У Пшебыльского было твердое правило: на своей квартире не вести никаких дел. Есть железнодорожный буфет, есть специальная каморка на Вокзальной, 16. Квартира же неприкосновенная территория. Мой дом — моя крепость. Ему казалось, что здесь он в безопасности, словно пользуется правом экстерриториальности.
— Есть важная новость, — прошептал Юзек, хотя отлично знал, что за стеной никого нет. Пшебыльский человек осторожный и маху не даст. — Станислав приехал.
— Вас ист дас? Почему вы делаете большие глаза?
«Фольксдейч проклятый», — про себя обругал Юзек хозяина. Может быть, старому индюку заложило локаторы, он не расслышал или до него не дошел смысл новости. Повторил с придыханием:
— Приехал Станислав!
Но Пшебыльский смотрел на непрошеного гостя, как на новые ворота:
— Паникер! Сынок приехал в родительский дом. Житейская вещь.
— Его кто-то вызвал.
— Чепуха!
— Он получил телеграмму, которую я не отправил.
— Мистика. У вас синдром от трусости.
Юзек был слишком напуган, чтобы обижаться.
— Он получил телеграмму.
Пшебыльский нахмурился. То, что Юзек Дембовский натуральнейший трус, хорошо известно. Но сейчас, пожалуй, его страхи имеют под собой почву.
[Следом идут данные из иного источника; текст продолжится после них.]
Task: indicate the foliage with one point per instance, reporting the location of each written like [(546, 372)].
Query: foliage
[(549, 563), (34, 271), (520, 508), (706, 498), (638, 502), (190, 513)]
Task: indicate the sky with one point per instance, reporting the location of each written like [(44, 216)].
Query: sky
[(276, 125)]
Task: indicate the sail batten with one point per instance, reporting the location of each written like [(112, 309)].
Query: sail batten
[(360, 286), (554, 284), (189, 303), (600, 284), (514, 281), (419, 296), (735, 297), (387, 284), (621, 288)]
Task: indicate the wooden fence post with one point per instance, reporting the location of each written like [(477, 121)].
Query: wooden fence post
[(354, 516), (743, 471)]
— Кто был тогда в буфете? Ваши старики, Элеонора, Ванда, вы, я… Вот и все!
— А официант?
— Веслав?! Туп как бревно. К тому же глухарь. Исключено!
Исключено… А сам опустился на стул тяжело, устало. Вот когда сказываются годы, склероз, повышенное кровяное давление, грудная жаба. Ничтожный повод — дурацкие страхи Юзека, а у него уже тупая боль в затылке и такое ощущение, что вот сейчас, сию минуту, лопнет какой-нибудь сосуд в мозгу и горячая кровавая волна собьет с ног, зальет глаза, зажмет в тиски сердце: апоплексический удар!